Esophageal duplication can be associated with other congenital anomalies, such as small intestine duplications, esophageal atresias distal to the duplication, tracheoesophageal fistulas, and spinal abnormalities (Citation8).

Our patient did not have any associated anomalies. This infant presented with severe wheezing refractory to all standard modalities of treatment. Usual conditions leading to wheezing were considered as differential diagnosis; the child was fully examined, and a cystic mass that could belong to the esophageal duplication cyst was discovered in the posterior mediastinum. Usually, these cysts are found accidentally on the CXRs in asymptomatic patients (Citation9).

However, when they become symptomatic with different features, mostly respiratory, it is often a sign of development of complications (infections, displacement and/or compression of adjacent organs, hemorrhage, rupture, or neoplasia) (Citation10). In our patient, signs of respiratory distress and persistent wheezing were caused by compression of airways. Different diseases are presented with broncho-obstructive symptoms, and usually these children are considered to have viral wheezing (in infancy) or atopic asthma. Prolonged treatment in out-patient services can be a problem, allowing development of serious complications.

Non-invasive radiological methods can be helpful in the diagnosis. In these cases barium esophagogram is useful, revealing compression of the esophagus. CT has the advantage over conventional diagnostic procedures because it demonstrates the exact anatomic position of the cyst, nature of the mass, its relationship to the adjacent structures, and also influences the decision-making about resectability (Citation11,Citation12).

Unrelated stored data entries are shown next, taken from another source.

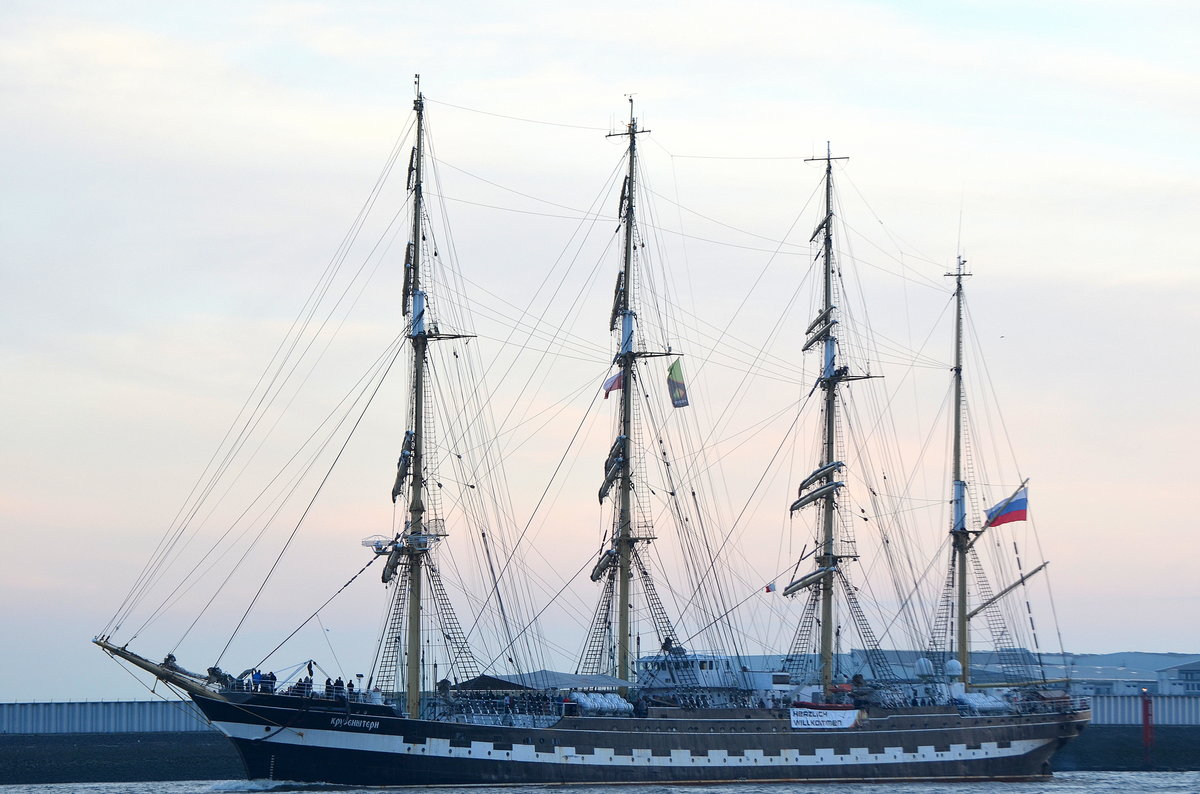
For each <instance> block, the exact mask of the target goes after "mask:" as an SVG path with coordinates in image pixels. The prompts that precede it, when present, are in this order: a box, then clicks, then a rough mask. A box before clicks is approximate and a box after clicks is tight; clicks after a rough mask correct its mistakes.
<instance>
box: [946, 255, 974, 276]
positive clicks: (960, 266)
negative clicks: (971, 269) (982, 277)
mask: <svg viewBox="0 0 1200 794" xmlns="http://www.w3.org/2000/svg"><path fill="white" fill-rule="evenodd" d="M972 275H973V273H971V272H967V260H966V259H964V258H962V254H959V258H958V261H955V263H954V272H953V273H944V276H946V277H947V278H968V277H971V276H972Z"/></svg>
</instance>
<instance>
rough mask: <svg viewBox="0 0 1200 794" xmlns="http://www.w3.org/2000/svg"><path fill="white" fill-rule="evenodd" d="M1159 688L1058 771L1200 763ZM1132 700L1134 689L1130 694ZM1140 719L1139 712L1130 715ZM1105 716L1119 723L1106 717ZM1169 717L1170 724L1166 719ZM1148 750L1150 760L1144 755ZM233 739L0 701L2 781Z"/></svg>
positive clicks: (13, 782)
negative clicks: (1158, 695)
mask: <svg viewBox="0 0 1200 794" xmlns="http://www.w3.org/2000/svg"><path fill="white" fill-rule="evenodd" d="M1165 697H1169V696H1160V697H1156V698H1154V699H1156V716H1159V715H1160V716H1162V717H1163V722H1158V724H1156V728H1154V744H1153V746H1152V747H1151V748H1150V753H1148V756H1147V753H1146V752H1145V747H1144V745H1142V734H1141V727H1140V724H1136V723H1135V716H1134V715H1140V711H1134V710H1133V709H1132V708H1130V706H1129V704H1127V703H1124V700H1123V699H1122V697H1121V696H1117V697H1112V698H1111V700H1112V703H1104V702H1103V700H1104V699H1102V698H1093V709H1094V714H1096V717H1097V720H1096V722H1094V723H1093V724H1092V726H1090V727H1088V728H1087V729H1086V730H1085V732H1084V734H1082V735H1081V736H1080V738H1079V739H1076V740H1075V741H1073V742H1070V744H1069V745H1067V747H1064V748H1063V750H1062V751H1060V753H1058V754H1057V756H1056V757H1055V760H1054V765H1055V769H1057V770H1060V771H1133V770H1171V771H1183V770H1193V771H1194V770H1200V720H1196V721H1195V722H1194V723H1193V724H1178V722H1187V721H1189V718H1190V717H1192V714H1193V712H1192V709H1193V708H1194V705H1193V704H1192V703H1184V700H1189V702H1196V703H1200V698H1190V697H1188V698H1182V697H1180V698H1178V700H1177V702H1172V700H1168V702H1165V703H1159V702H1160V700H1164V698H1165ZM1132 699H1133V700H1136V699H1138V698H1132ZM1136 718H1138V720H1140V716H1138V717H1136ZM1104 721H1111V722H1117V724H1104ZM1166 721H1170V722H1172V723H1175V724H1166V723H1165V722H1166ZM1147 759H1148V760H1147ZM244 776H245V771H244V770H242V766H241V760H240V758H239V757H238V754H236V752H235V751H234V750H233V746H232V745H230V744H229V742H228V741H227V740H226V739H224V736H222V735H221V734H220V733H217V732H216V730H214V729H212V728H211V727H210V726H209V724H208V722H205V721H204V717H203V716H202V715H199V712H198V711H197V710H196V709H194V706H193V705H192V704H191V703H185V702H178V700H133V702H89V703H0V784H14V783H17V784H20V783H79V782H121V781H124V782H133V781H156V780H157V781H166V780H235V778H240V777H244Z"/></svg>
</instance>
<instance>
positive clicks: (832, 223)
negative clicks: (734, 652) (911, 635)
mask: <svg viewBox="0 0 1200 794" xmlns="http://www.w3.org/2000/svg"><path fill="white" fill-rule="evenodd" d="M835 160H847V158H846V157H834V156H833V154H832V150H830V149H829V146H828V145H827V148H826V156H824V157H812V158H809V160H808V161H806V162H820V161H823V162H824V164H826V174H824V199H826V200H824V216H823V218H822V221H821V223H820V224H817V228H816V230H815V231H814V233H812V237H811V239H812V240H815V239H816V237H817V236H818V235H820V236H821V259H822V302H821V308H820V311H818V313H817V315H816V318H815V319H814V320H812V323H811V324H810V325H809V327H808V330H806V333H808V338H806V339H805V342H804V348H803V350H810V349H812V348H815V347H818V345H820V349H821V350H822V360H821V361H822V365H821V377H820V379H818V385H820V387H821V390H822V393H823V411H822V416H823V422H822V431H821V432H822V440H821V461H820V464H818V465H817V468H816V470H814V471H812V474H810V475H809V476H808V477H806V479H805V480H804V482H802V483H800V487H799V492H798V494H797V497H798V498H797V500H796V501H794V503H792V507H791V511H792V512H793V513H794V512H796V511H797V510H800V509H802V507H805V506H808V505H814V504H816V505H820V510H821V536H820V541H818V552H817V555H816V566H817V567H816V570H815V571H812V572H811V573H809V575H808V576H804V577H802V578H799V579H797V581H796V582H792V583H791V584H790V585H787V588H785V590H784V595H794V594H797V593H799V591H800V590H804V589H809V588H820V590H818V594H820V596H818V597H820V612H821V618H820V624H821V633H820V645H818V654H820V657H821V690H822V692H824V693H826V694H828V693H829V692H830V691H832V688H833V673H834V624H835V620H834V588H835V587H836V575H838V565H839V563H840V560H841V558H840V557H839V554H838V547H836V540H838V536H836V511H838V491H839V489H840V488H841V487H842V485H844V482H841V481H839V480H838V479H836V477H838V474H839V473H840V471H841V468H842V463H841V462H840V461H838V459H836V455H838V447H836V439H838V433H836V428H838V386H839V384H840V383H841V381H842V380H848V379H852V378H850V377H848V375H847V368H846V367H842V366H839V361H838V337H836V335H835V330H836V325H838V319H836V314H835V312H836V308H838V307H836V306H835V305H834V277H835V271H834V255H833V216H834V210H833V162H834V161H835Z"/></svg>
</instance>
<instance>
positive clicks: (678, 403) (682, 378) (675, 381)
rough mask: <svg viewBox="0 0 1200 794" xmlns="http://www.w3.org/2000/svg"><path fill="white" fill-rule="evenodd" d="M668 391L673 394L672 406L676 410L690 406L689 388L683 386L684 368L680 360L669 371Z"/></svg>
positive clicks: (667, 386)
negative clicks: (687, 406) (680, 363)
mask: <svg viewBox="0 0 1200 794" xmlns="http://www.w3.org/2000/svg"><path fill="white" fill-rule="evenodd" d="M667 391H670V392H671V404H672V405H674V407H676V408H683V407H684V405H686V404H688V387H686V386H684V385H683V367H682V366H680V363H679V359H676V360H674V363H672V365H671V368H670V369H667Z"/></svg>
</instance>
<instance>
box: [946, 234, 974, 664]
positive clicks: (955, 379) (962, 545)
mask: <svg viewBox="0 0 1200 794" xmlns="http://www.w3.org/2000/svg"><path fill="white" fill-rule="evenodd" d="M966 264H967V263H966V259H964V258H962V257H959V258H958V264H956V265H955V269H954V272H953V273H946V275H947V276H952V277H953V278H954V369H953V372H954V450H953V456H952V469H953V470H952V473H950V476H952V477H953V480H952V488H953V498H952V507H953V521H954V524H953V527H952V528H950V536H952V539H953V546H954V565H955V575H956V577H955V579H956V582H955V587H956V591H958V597H956V603H958V606H956V608H955V610H954V614H955V640H956V644H958V661H959V663H960V664H961V666H962V678H961V680H962V684H964V686H965V685H968V684H970V682H971V658H970V654H971V643H970V625H968V622H967V621H968V619H970V615H968V614H967V552H968V551H970V549H971V543H972V540H971V533H970V531H968V530H967V506H966V497H967V483H966V482H965V481H964V480H962V279H964V278H965V277H966V276H970V275H971V273H968V272H966V271H965V267H966Z"/></svg>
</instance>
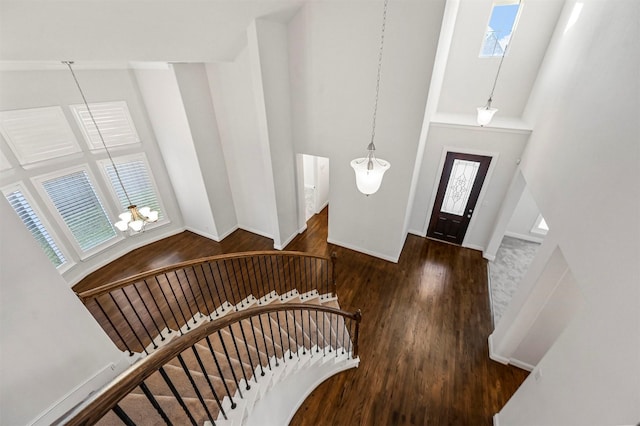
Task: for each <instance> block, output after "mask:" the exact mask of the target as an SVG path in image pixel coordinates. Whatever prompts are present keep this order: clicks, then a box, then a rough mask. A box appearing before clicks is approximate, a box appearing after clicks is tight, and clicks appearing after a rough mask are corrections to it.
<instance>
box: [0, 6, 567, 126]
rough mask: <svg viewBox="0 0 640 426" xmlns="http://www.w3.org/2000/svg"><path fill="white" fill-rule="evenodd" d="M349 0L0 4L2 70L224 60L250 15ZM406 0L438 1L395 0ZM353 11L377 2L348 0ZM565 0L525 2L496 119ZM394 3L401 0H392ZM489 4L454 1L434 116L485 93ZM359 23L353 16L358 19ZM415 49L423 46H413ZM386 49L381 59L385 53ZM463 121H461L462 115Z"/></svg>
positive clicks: (230, 60)
mask: <svg viewBox="0 0 640 426" xmlns="http://www.w3.org/2000/svg"><path fill="white" fill-rule="evenodd" d="M317 1H321V2H323V3H325V4H326V5H327V6H330V5H331V4H332V3H335V4H336V5H338V4H344V3H347V0H340V1H338V0H333V1H332V0H283V1H273V0H242V1H238V0H208V1H202V0H192V1H186V0H184V1H183V0H155V1H153V2H151V1H147V0H135V1H122V0H92V1H86V0H82V1H80V0H69V1H67V0H64V1H60V0H33V1H24V0H2V1H1V2H0V7H1V12H2V13H1V14H0V39H1V40H2V43H0V60H2V62H1V63H0V69H3V70H12V69H34V68H39V69H43V68H44V69H62V68H63V67H62V66H61V65H60V63H59V61H60V60H67V59H72V60H75V61H76V66H77V67H78V68H94V69H96V68H102V69H113V68H145V67H162V66H166V65H165V64H166V62H207V63H211V62H227V61H232V60H234V59H235V57H236V55H237V53H238V52H239V51H240V49H241V48H242V47H243V46H244V45H246V29H247V27H248V25H249V23H250V22H251V21H252V20H253V19H255V18H260V17H262V18H268V19H274V20H278V21H280V22H288V21H289V20H290V19H291V18H292V17H293V16H295V15H296V14H297V13H298V11H299V10H300V8H301V7H303V6H304V4H305V3H307V2H314V3H315V2H317ZM391 1H392V2H393V3H396V4H394V5H393V7H402V6H401V5H402V3H409V2H415V1H430V2H437V3H441V2H443V1H444V0H391ZM348 2H349V3H351V4H352V5H354V7H357V6H358V4H363V3H368V4H370V3H372V2H376V3H380V7H381V8H382V1H381V0H348ZM564 2H565V0H544V1H533V0H530V1H524V2H523V4H522V7H523V10H522V12H521V16H520V20H519V23H518V27H517V29H516V31H515V33H514V36H513V38H512V43H511V45H510V46H509V51H508V54H507V57H506V58H505V60H504V64H503V67H502V70H501V74H500V78H499V80H498V84H497V86H496V90H495V95H494V98H493V100H494V102H493V106H494V107H496V108H498V109H499V110H500V112H499V116H500V117H501V118H505V117H507V118H513V119H519V118H520V117H521V116H522V112H523V110H524V108H525V106H526V103H527V101H528V98H529V94H530V92H531V88H532V86H533V84H534V82H535V79H536V76H537V73H538V69H539V67H540V64H541V62H542V60H543V58H544V54H545V52H546V48H547V46H548V43H549V40H550V38H551V35H552V34H553V31H554V29H555V26H556V22H557V19H558V16H559V14H560V11H561V9H562V6H563V5H564ZM398 3H400V5H398ZM491 6H492V0H460V7H459V10H458V14H457V18H456V21H455V29H454V34H453V40H452V43H451V46H450V47H451V48H450V51H449V56H448V58H447V64H446V71H445V77H444V81H443V85H442V91H441V94H440V99H439V104H438V110H437V112H438V114H439V116H440V117H447V116H451V117H453V116H459V117H463V116H466V118H463V119H462V121H464V120H467V121H468V122H470V123H471V122H472V119H473V118H472V117H471V115H472V114H474V113H475V108H476V107H478V106H482V105H483V104H484V103H485V102H486V100H487V98H488V96H489V92H490V90H491V86H492V84H493V80H494V78H495V73H496V71H497V68H498V64H499V60H500V58H479V56H478V54H479V51H480V44H481V41H482V38H483V35H484V32H485V29H486V25H487V22H488V20H489V15H490V13H491ZM354 28H357V22H354ZM415 45H416V48H418V49H419V48H420V43H419V42H417V43H415ZM391 56H392V55H391V52H388V53H387V52H385V58H389V57H391ZM459 121H460V120H459Z"/></svg>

A symptomatic cyst is an indication to immediate resection. Surgical excision is recommended at the time of discovery to prevent the development of complications and to avoid the potential malignant transformation (Citation2).

Conclusion

Duplication cysts are rare but should be included in the differential diagnosis of persistent wheezing. A high index of suspicion is key to early diagnosis and treatment, because cyst progression in children can rapidly lead to obstruction and severe respiratory failure.

Declaration of interest: The authors report no conflicts of interest. The authors alone are responsible for the content and writing of the paper.